I looked back at the ringing phone for an instant, then picked up.

“Dad—”

“Ay mi, Adalyn,” was immediately bellowed.

“Mom?”

“Adalyn, mi amor, dime que estás bien,” my mother all but screamed into the phone.

I stumbled back into the bleachers. “Mom, what are you doing in Dad’s office?”

“Don’t Mom me,” she warned in that thick accent that she’d never lost. “You know how much I don’t like that. Mom this, Mom that.” A dramatic huff. “That’s all I get after I find out that your father has kidnapped you.”

“Maricela,” I heard my father say in the back. “I haven’t kidnapped her, Jesus. I merely—”

But Maricela Reyes was angry, and when she was, there was one thing you couldn’t bring up.

“Do not bring Jesus into this!” she spat at my father. “Are you telling me you’re not keeping my only daughter somewhere against her will?” she continued, and I swore, I could perfectly see her clutching her chest in outrage. “Es mi única hija, Andrew. Mi sangre. Si mi santa abuela viera esto, nunca te lo perdonaría. Si…”

And so my mother went on and on about how my father didn’t know anything about the real values of blood and family. In Spanish, of course, which was my mother’s default when she was upset.

“Maricela,” my father pleaded on the other side of the line. “English, please. I don’t understand you when you get like that.”

I had to bite back the urge to defend my mother. But after years, I’d learned to stay quiet when they argued like this.

“And whose fault is that, huh?” she spat back. “Maybe if you’d ever made the effort, but no.

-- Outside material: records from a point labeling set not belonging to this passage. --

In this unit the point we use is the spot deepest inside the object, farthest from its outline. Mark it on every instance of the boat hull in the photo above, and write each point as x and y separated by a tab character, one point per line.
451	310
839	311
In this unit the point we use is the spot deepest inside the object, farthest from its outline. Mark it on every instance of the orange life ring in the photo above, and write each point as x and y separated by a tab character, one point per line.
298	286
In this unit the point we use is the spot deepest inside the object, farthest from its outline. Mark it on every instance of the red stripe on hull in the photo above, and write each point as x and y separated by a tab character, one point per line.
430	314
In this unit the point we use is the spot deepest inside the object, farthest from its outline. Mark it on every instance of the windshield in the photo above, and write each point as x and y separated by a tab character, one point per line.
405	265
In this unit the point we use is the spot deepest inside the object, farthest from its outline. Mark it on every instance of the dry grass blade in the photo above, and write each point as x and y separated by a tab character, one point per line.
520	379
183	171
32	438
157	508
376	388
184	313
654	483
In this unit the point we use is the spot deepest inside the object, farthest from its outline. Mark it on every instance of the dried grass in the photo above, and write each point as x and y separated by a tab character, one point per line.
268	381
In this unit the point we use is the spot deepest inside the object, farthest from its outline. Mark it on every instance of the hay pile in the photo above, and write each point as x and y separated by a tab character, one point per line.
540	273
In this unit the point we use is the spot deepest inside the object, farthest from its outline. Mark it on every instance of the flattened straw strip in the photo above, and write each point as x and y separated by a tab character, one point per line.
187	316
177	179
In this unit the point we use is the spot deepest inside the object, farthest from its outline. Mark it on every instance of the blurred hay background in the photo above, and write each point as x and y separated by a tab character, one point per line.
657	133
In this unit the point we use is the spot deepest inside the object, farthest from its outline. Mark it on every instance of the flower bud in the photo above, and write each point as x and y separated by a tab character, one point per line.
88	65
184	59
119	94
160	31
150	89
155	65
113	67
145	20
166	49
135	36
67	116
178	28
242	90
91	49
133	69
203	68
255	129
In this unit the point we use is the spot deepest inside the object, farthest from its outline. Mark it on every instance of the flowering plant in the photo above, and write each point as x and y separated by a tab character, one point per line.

Nunca. Porque tú…”

And so she went on again.

I exhaled long and deep, blocking out an argument I knew well. This was exactly what my father had wanted to avoid by keeping my mother in the dark. A conflict. One that always managed to find me in the middle, which was why I had agreed to his demand. It didn’t matter that my parents had never been married; on occasions like this, I knew what having divorced parents was like.

“Mom,” I said after a few moments. And when it went unacknowledged, I said, in Spanish, just like she always encouraged me, “Mami, por favor.”

As expected, that got me her attention. “I’m sorry. I just worry about you, Adalyn,” she said, her voice softening and my father immediately forgotten. “Are you okay?”

“Of course I am,” I lied. And because there was no point in burdening my mother with things she couldn’t help with, I added, “I promise. I’m perfectly fine.”

“No mientas, Adalyn.”

Ugh. She knew me too well. “I’m not lying,” I insisted, brightening my tone and feeling like a total fraud. “This is just a work trip.” I had to swallow before continuing, and even that way, my voice wavered. “Everything’s going great and there’s nothing for you to worry about.”

A thick silence followed my statement.

“See?” I heard my father tell her. “She’s okay. She’s also an adult, for crying out loud. You’re smothering her.”

I heard another of my mother’s gasps, followed by rushed steps and a door closing.

“Hello?” I asked into the phone. “Mami?”

“Your father is being annoying,” my mother announced. “Like always. That’s why I never married him.” She clicked her tongue. “I went into the bathroom of his office because I don’t want you saying things you don’t mean because he is listening.”

That… stung. But I didn’t think I had the heart to argue it. “It would mean a lot if you could trust me.”

“Trust,” she huffed, but it wasn’t with malice. “Then why didn’t you say anything? And why is your father not telling me where you are? Why did I have to come here to find out that you had left Miami?”